No debe de ser fácil pasar de un espacio abierto, como el Teatro Circo de Murcia, donde se estrenó, a un teatro a la italiana, como el Romea, en apenas dos semanas: todavía hay escenas confusas (la media hora final), algunos tonos muy altos y algunas gesticulaciones innecesarias. Esa podría ser la razón de que un buen actor como José Luis Alcobendas ofrezca un Casio tan desigual: comienza para mi gusto demasiado torvo y subrayante, se afianza luego (o se tranquiliza) y pisa fuerte en el eje de la conspiración, y tiene pasajes de nuevo desaforados en la parte de la batalla. Tristán Ulloa dibuja un Bruto con ecos, como decía antes, de Macbeth y Hamlet, convincente y lleno de matices, contenido pero con potencia de voz y una gran fuerza expresiva: un liberal idealista en permanente lucha consigo mismo, un intelectual arrojado a la acción y hundido por una mezcla de nobleza y candidez fatal, que propone una eliminación casi quirúrgica y se encuentra con una chapuza sangrienta, y labra la ruina del grupo al empeñarse en dar la palabra al astuto Marco Antonio. De los restantes conspiradores me convenció la energía de Agus Ruiz como Casca y me parecieron dignos pero sin especial relieve, quizás por lo recortado de sus papeles, el Decio de Pau Cólera y el Metelo de Carlos Martos.

Ha sido un gran acierto ofrecerle el rol de César a Mario Gas: tiene autoridad instantánea y exhala humanidad

Otro gran acierto de reparto ha sido ofrecerle el rol de César a Mario Gas. A menudo se presenta al jerarca como una criatura mítica y distante cuando el texto pide lo contrario. Gas tiene autoridad instantánea y una formidable dicción, pero sobre todo exhala humanidad. Su perfil y su empaque (cabello y barba blancos, arropado en un manto rojo oscuro) evocan la figura de Welles y a la vez hay algo rosselliniano, un aire garibaldino y patriarcal en ese César que quiere senadores gordos a su alrededor porque desconfía de los flacos que piensan demasiado, como Casio; ese César estoico y fatalista como un viejo soldado, que parece untar ajo en una tostada imaginaria mientras aborda el pasaje de “Mil veces muere un cobarde antes de su muerte”.

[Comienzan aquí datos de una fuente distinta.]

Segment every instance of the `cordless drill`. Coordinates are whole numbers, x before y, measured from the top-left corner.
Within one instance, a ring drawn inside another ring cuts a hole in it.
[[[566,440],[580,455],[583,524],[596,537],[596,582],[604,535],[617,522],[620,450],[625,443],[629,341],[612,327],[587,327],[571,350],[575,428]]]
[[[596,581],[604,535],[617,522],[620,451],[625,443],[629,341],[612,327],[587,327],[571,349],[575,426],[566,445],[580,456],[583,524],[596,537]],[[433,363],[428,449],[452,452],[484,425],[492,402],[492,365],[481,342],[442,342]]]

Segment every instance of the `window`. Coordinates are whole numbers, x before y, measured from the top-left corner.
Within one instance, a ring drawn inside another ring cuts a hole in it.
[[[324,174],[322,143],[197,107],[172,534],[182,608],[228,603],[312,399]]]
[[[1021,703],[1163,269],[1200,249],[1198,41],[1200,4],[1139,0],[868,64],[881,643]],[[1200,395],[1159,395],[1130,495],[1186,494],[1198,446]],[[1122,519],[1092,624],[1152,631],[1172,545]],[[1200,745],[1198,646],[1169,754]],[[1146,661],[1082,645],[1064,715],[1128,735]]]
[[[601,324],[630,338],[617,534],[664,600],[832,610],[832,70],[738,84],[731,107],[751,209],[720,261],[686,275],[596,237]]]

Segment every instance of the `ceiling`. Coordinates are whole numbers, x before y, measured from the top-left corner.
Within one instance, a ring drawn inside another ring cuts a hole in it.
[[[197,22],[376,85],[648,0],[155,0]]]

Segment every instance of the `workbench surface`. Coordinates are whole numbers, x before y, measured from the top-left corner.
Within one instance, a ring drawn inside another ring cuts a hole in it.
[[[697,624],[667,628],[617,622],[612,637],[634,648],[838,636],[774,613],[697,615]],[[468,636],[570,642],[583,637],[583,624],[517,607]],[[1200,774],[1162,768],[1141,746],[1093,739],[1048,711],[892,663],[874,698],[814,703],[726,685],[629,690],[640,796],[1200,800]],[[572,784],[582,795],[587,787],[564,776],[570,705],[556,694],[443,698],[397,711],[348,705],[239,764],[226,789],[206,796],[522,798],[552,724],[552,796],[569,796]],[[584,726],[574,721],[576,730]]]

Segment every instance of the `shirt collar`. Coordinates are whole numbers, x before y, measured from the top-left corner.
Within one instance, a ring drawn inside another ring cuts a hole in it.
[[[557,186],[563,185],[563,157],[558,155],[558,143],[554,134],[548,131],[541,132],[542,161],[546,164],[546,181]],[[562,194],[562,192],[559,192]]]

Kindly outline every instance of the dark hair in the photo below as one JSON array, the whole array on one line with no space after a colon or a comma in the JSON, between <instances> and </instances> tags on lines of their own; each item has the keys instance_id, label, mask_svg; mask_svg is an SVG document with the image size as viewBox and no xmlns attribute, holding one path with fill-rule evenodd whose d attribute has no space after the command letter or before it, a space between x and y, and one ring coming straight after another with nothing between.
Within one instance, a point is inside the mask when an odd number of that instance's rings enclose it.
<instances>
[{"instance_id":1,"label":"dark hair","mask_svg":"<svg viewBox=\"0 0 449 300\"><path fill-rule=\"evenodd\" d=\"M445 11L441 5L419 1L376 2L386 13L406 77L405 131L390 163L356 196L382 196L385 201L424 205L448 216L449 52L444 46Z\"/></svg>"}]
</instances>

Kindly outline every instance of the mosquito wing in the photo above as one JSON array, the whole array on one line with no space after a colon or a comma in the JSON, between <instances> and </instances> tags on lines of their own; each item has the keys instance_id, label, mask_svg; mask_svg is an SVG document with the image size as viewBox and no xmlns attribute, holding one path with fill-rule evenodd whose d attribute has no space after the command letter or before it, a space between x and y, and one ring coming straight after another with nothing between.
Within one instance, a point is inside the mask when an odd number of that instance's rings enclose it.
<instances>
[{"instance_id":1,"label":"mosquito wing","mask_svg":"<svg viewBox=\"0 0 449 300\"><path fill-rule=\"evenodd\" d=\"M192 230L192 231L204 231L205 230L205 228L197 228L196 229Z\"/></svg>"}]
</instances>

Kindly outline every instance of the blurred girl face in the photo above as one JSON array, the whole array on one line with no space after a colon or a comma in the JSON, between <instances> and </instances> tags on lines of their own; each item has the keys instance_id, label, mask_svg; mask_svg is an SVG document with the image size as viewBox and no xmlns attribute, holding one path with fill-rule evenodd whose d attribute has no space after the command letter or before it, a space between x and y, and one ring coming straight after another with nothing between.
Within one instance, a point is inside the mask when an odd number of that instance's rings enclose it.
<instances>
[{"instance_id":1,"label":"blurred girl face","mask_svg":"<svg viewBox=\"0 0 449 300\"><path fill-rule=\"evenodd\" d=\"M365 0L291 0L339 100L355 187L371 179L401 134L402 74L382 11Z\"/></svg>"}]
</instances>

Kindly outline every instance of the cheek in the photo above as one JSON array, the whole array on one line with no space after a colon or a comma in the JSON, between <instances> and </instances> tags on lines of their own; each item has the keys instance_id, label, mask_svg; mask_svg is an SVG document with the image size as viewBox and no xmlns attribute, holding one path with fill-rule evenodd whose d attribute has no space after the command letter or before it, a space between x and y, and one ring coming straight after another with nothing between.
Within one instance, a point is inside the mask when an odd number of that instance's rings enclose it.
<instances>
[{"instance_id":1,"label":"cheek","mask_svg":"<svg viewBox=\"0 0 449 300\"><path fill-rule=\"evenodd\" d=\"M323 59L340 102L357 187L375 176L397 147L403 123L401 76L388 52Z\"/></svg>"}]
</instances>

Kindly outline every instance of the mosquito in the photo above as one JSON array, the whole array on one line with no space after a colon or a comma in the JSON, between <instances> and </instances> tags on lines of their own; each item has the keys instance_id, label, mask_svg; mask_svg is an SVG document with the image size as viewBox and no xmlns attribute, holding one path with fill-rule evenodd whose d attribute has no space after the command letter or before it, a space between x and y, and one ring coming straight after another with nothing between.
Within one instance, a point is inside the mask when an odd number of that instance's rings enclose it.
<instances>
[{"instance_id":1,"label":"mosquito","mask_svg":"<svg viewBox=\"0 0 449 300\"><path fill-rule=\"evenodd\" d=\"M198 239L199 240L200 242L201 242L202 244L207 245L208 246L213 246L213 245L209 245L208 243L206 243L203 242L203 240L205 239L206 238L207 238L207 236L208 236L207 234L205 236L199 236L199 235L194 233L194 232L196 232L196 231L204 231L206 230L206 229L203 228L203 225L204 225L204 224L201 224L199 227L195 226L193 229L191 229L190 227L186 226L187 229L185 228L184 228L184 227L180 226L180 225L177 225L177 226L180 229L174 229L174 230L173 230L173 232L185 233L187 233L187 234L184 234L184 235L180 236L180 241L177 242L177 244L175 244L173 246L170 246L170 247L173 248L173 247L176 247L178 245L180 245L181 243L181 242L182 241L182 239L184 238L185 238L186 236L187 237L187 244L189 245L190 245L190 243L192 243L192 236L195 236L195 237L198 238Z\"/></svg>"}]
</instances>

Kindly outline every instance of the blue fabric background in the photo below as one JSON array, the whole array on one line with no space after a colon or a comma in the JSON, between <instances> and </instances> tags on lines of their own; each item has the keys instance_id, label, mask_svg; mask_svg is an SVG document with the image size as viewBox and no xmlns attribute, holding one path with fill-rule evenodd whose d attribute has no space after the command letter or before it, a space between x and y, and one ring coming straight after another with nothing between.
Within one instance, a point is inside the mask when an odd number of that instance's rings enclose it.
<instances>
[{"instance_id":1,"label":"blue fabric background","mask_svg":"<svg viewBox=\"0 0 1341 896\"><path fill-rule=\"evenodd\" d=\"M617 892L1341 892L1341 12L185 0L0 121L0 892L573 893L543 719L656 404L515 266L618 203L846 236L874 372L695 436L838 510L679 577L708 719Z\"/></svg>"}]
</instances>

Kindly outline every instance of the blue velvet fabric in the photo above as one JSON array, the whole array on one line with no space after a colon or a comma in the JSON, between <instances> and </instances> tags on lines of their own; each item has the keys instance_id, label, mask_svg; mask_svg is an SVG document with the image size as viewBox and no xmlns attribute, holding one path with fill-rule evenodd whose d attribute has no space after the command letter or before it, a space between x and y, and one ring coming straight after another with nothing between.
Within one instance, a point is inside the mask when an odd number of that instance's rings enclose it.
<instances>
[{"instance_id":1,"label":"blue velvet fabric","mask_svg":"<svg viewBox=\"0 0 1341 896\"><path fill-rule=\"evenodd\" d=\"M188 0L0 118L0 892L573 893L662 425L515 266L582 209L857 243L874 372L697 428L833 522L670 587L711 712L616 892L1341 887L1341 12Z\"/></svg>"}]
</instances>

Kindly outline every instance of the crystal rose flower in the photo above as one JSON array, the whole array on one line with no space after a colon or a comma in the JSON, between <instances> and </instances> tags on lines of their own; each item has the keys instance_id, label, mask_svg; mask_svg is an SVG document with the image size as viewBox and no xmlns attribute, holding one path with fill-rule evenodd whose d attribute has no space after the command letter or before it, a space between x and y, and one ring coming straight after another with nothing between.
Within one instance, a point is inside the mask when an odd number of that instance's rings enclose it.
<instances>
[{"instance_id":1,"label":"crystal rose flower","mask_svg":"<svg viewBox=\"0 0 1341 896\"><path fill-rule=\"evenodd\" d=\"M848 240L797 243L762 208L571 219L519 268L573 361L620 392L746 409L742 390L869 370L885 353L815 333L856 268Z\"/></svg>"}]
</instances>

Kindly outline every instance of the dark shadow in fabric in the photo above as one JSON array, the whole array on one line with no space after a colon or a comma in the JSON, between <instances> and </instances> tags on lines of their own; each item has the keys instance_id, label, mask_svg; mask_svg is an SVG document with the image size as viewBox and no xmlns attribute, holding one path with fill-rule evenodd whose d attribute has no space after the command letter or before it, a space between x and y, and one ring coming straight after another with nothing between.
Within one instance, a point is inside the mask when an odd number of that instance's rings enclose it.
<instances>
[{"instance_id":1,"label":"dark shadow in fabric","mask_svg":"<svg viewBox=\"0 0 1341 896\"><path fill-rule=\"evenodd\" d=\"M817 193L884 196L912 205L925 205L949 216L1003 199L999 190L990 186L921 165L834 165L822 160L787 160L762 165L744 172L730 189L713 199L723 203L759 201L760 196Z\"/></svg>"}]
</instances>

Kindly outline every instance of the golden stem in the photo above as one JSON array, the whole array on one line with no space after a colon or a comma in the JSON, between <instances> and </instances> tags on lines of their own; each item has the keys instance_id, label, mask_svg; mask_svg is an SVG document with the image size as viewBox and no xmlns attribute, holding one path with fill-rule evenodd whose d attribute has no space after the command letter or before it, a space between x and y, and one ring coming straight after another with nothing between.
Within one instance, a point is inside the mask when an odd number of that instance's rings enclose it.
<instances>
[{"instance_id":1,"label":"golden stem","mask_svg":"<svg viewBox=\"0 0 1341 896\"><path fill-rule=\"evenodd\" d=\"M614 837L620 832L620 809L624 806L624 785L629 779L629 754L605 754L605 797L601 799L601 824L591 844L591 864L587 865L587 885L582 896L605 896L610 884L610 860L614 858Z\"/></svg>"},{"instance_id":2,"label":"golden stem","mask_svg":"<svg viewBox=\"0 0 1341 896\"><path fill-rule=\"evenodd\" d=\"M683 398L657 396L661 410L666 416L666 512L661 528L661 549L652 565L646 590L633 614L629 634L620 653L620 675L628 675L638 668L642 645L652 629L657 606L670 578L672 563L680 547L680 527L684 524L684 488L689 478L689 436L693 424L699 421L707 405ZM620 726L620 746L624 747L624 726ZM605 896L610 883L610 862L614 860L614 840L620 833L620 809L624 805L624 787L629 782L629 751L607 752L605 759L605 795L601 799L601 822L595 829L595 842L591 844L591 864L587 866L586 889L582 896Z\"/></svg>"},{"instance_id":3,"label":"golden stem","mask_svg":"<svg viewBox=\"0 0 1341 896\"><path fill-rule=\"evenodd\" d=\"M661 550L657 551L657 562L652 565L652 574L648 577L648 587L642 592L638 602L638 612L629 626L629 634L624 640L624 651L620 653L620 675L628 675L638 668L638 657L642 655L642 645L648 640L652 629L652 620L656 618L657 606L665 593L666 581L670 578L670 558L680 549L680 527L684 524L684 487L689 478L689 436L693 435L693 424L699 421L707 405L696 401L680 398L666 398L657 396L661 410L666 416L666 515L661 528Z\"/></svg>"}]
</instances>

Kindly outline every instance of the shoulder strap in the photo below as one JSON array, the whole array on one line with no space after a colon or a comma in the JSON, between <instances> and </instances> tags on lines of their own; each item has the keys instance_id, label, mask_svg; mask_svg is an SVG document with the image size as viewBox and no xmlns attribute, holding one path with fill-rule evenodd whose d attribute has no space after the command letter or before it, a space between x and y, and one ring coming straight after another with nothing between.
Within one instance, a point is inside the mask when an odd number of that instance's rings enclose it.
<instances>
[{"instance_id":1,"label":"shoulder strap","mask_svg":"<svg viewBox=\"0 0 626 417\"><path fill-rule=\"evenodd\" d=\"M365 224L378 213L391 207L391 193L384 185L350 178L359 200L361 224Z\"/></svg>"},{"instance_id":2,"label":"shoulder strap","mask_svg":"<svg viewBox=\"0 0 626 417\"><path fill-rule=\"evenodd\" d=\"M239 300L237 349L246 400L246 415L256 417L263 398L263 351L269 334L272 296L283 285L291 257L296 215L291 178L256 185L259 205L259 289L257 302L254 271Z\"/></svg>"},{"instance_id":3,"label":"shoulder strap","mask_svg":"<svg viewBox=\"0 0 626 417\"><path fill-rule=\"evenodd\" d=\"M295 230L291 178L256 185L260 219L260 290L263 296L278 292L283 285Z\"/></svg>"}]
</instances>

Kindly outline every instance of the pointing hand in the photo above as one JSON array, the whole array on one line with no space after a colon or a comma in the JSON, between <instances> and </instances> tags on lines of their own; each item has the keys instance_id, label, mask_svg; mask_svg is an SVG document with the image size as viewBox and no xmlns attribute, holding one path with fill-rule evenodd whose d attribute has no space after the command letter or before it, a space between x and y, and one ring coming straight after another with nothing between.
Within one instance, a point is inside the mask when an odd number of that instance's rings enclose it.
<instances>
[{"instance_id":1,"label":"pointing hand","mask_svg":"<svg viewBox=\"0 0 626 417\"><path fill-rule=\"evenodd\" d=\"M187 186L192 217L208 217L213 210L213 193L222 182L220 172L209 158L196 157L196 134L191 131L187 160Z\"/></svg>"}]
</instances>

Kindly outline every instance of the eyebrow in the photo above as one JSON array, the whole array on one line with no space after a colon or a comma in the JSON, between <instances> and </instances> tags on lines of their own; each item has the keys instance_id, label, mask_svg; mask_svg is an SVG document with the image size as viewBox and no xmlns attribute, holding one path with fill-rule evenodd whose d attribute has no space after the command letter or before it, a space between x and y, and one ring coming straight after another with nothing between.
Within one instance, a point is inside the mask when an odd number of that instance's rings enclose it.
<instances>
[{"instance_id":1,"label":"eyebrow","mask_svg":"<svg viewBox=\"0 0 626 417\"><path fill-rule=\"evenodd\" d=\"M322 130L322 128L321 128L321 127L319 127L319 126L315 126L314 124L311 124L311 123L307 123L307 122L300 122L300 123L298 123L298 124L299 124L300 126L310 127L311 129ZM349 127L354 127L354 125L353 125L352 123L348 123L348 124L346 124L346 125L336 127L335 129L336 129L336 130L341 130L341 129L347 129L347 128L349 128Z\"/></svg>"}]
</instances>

Con Sergio Peris-Mencheta tengo un poco la sensación de que ha de jugar a contratipo como Marco Antonio, tal vez porque recuerdo la nobleza sin doblez de estupendos trabajos recientes como El Gran Capitán en Isabel o el boxeador de Love Ranch. Más allá de esas composiciones concretas, diría que es un actor eminentemente emocional, y por eso funciona mejor en su monólogo ante el cadáver de César, cuando muestra, sin testigos, sus verdaderos sentimientos. “En público” yo creo que Antonio tiene un lado de falso payés malicioso, a lo Josep Pla, y ese es justamente el aspecto que no acierto a ver en su trabajo. El discurso de Antonio en el Foro (mi escena favorita de la obra) es, en sí mismo, una lección de puesta en escena que Shakespeare divide, teatralísimamente, en tres actos: el brillante juego retórico (“pero Bruto es un hombre honorable”), la preterición del testamento, y el colofón, verdadero as bajo la manga, de ese manto horadado por las dagas con el que hace ver paso a paso el asesinato: Peris-Mencheta baja al patio de butacas y ahí da el do de pecho porque gana en las distancias cortas y, como digo, en la emoción directa.

Es cosa sabida que tras la muerte de César y el maquiavélico responso de Antonio baja bastante el interés de la tragedia. Las escenas bélicas suelen ser endiabladamente difíciles de levantar, y el montaje de Azorín no escapa a ese dictado. Hay demasiadas podas, entre ellas, lástima (aunque se comprende el tajo) la muerte de Cinna a manos de la plebe, una de las primeras muestras del “todos contra todos”. Hay una poderosa imagen inicial (los conspiradores derribando el obelisco), pero la resolución de las batallas es mecánica: parecen cuatro amigos cabreados discutiendo por la posesión de un solar lleno de cascotes, y el Octavio de Pedro Chamizo resulta un tanto amanerado. A excepción de las apariciones del fantasma de César y del emotivo suicidio de Bruto, toda esa parte es la más necesitada de ajustes, y ha de afianzarse y crecer en Olmedo y Mérida.

Julio César. De William Shakespeare. Director: Paco Azorín. Intérpretes: Mario Gas, Sergio Peris-Mencheta, Tristán Ulloa, Pau Cólera.